A dona da pensão onde Irene estava hospedada foi irredutível:
_ A senhora Lili pagou só dois meses, e tu já tá aqui a cinco meses. Tu tá devendo três meses, já... Prometeu que me pagaria esta semana.
_ Vou pagar. Tive meus gastos pessoais.Tenho que ir até a casa da Lili, pra ver se ela consegue me dar mais um dinheiro. Afinal, eu sou mulher do filho dela!
_ Gastos pessoais... Cigarro e roupas chiques... Coisas que nem eu faço uso...
_ Pois a senhora não usa roupa chique porque não tem finesse... É uma caipirona! Se contenta com uns trapinhos.
Dona Gorete, a dona da pensão, perdeu a paciência:
_ Pois então, senhora das chiquezas! Ponha-se daqui pra fora! Vai procurar outra pessoa que banque seus luxos! Essa é uma pensão simples, mas honrada!
_ E vou mesmo! Vou voltar pra casa do meu marido... Dona Lili não devia tá falando sério quando me trouxe pra cá... Valderez deve tá sentindo minha falta...
Irene arrumou a mala e tomo o rumo da casa de Valderez e Lili. Estranhou que, ao tocar a campainha, o mordomo que atendeu-a não fora Fernando.
_ Onde tá o Fernando? A Lili despediu ele? E cadê o Valderez?
_ Fernando? Lili? Valderez?Quem são as pessoas que a senhora citou?
Irene, em sua pose de patroa, aumentou o tom de voz:
_ Lili é a dona dessa casa, Fernando é o mordomo e Valderez é meu marido... Também dono dessa casa... Pois se tu é um serviçal novo, vou pedir pro Valderez te demitir... Não gostei da tua cara!
_ Não sei quem são essas pessoas, senhora. Meus patrões vieram da Itália a um mês e compraram essa mansão...
Diante da revelação da mudança de dono da casa, Irene não teve outro jeito, a não ser ir embora. Andou sem destino durante horas, pensando no que poderia ter ocasionado a venda da mansão.

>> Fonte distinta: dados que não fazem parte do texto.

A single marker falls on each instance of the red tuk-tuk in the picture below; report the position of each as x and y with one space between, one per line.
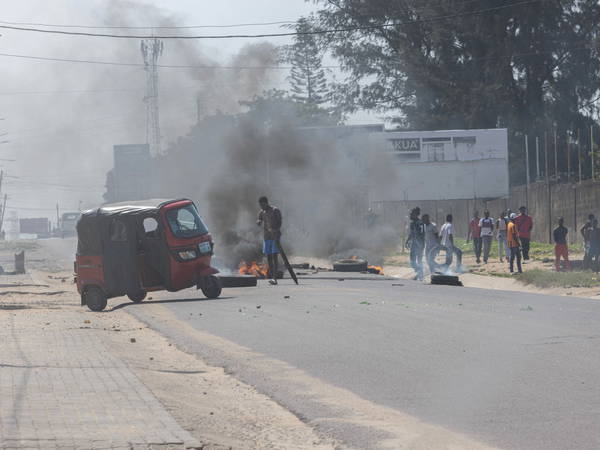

_ Bom... Vou achar um lugar pra ficar... O ruim é que eu não tenho mais dinheiro...
Irene bateu em várias portas, à procura de uma pensão. Porém, nenhuma aceitou o aluguel fiado...

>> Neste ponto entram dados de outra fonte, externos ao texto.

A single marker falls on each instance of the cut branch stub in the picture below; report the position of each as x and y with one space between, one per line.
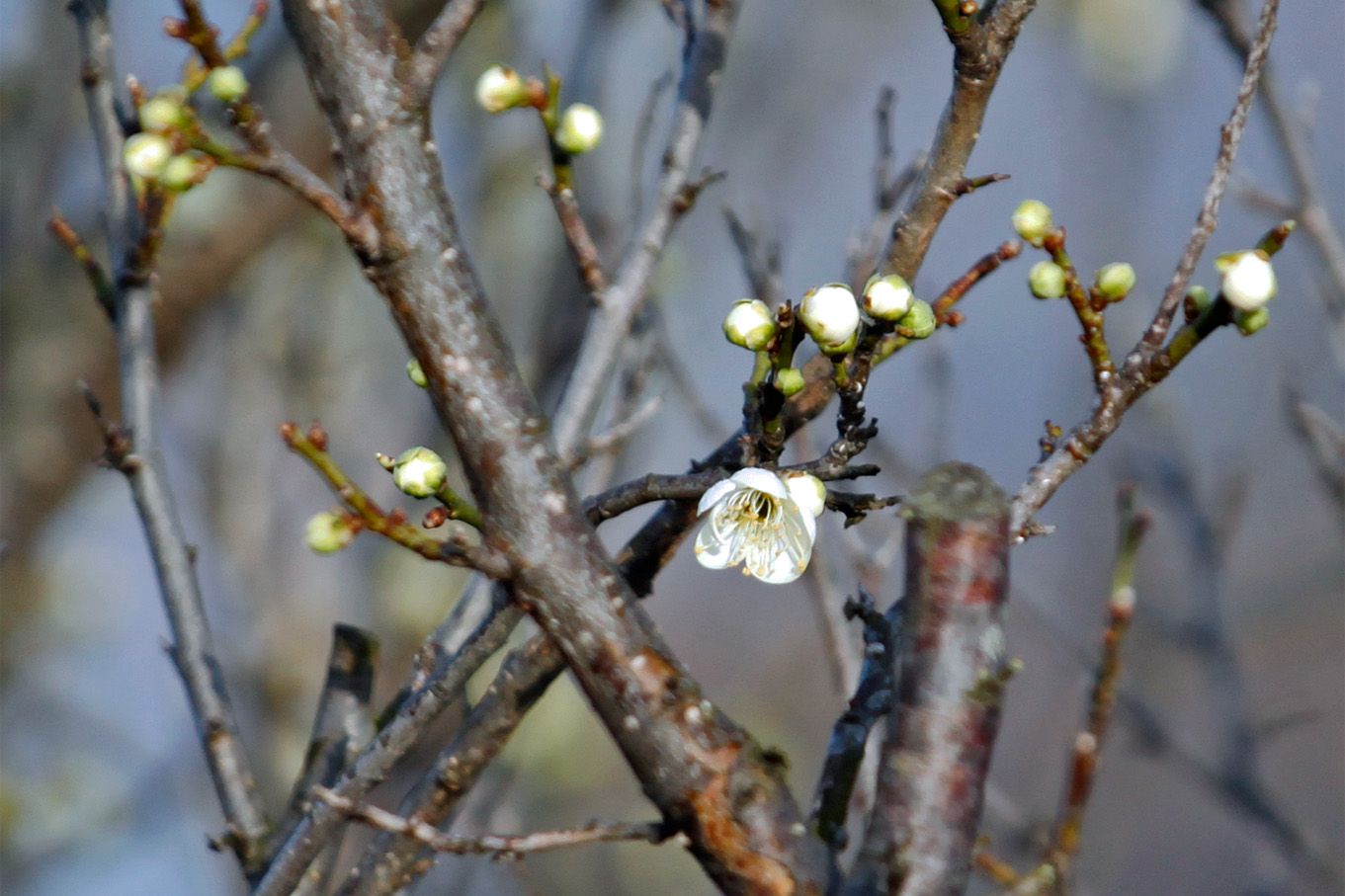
953 672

_ Que fome! Nunca pensei que caminhar dava tanta fome!
_ Irene sentou-se sob a marquise de uma loja e abriu a última carteira de cigarros que tinha na bolsa. Acendeu o cigarro com gestos nervosos.
_ Assim eu não sinto tanta fome...
Ao sair daquele local, a escuridão da rua passou a assustar Irene. Olhares frios passavam como se ela não estivesse ali. Mesmo sem destino, resolveu apressar o passo.
_ Esses sapatos de salto tão me matando... Tenho que chegar a algum lugar seguro onde eu possa comer alguma coisa, e descansar.
Por mais que procurasse, ninguém aceitou hospedá-la, pois Irene não tinha como pagar a estadia.
_ Mas não é possível! Como não aceitam hospedar uma pessoa chique que nem eu?
_ Minha senhora... Pagando, hospedamos até quem usa roupas de mendigo...
Ao ouvir a expressão de mais uma dona de pensão, Irene teve uma ideia... Abrigar-se sob o viaduto à sua frente, ao menos por uma noite.
_ Aqui... Aqui deve servir...
Irene aproximou-se temerosa.
_ Será que não tem bichos aqui?
Irene observou o lugar, pouco iluminado. Ao seu lado, algumas caixas de papelão e uma mesinha improvisada, com restos de um sanduíche. Aproximou-se lentamente, pegou o pedaço do lanche e comeu-o.
_ Eu tava com uma fome!
Mal tinha acabado a refeição, e um barulho a fez alertar-se.
_ Quem tá aí?
Irene viu com surpresa uma figura feminina, com uma criança nos braços.
_ A senhora vive aqui? E com uma criança?
A mulher, cuja criança tinha uma má formação congênita, sem as duas pernas, respondeu tristemente:
_ Sim... Desde que o meu filho nasceu... Meu marido não aceitou a deficiência dele... Ele mandou-me abandonar o Ângelo num lar pra crianças órfãs... Aí, peguei meu filho e vim pra cá.
As palavras daquela mãe atingiram em cheio Irene. Pela primeira vez na vida, ela refletiu sobre a condição física de uma criança deficiente.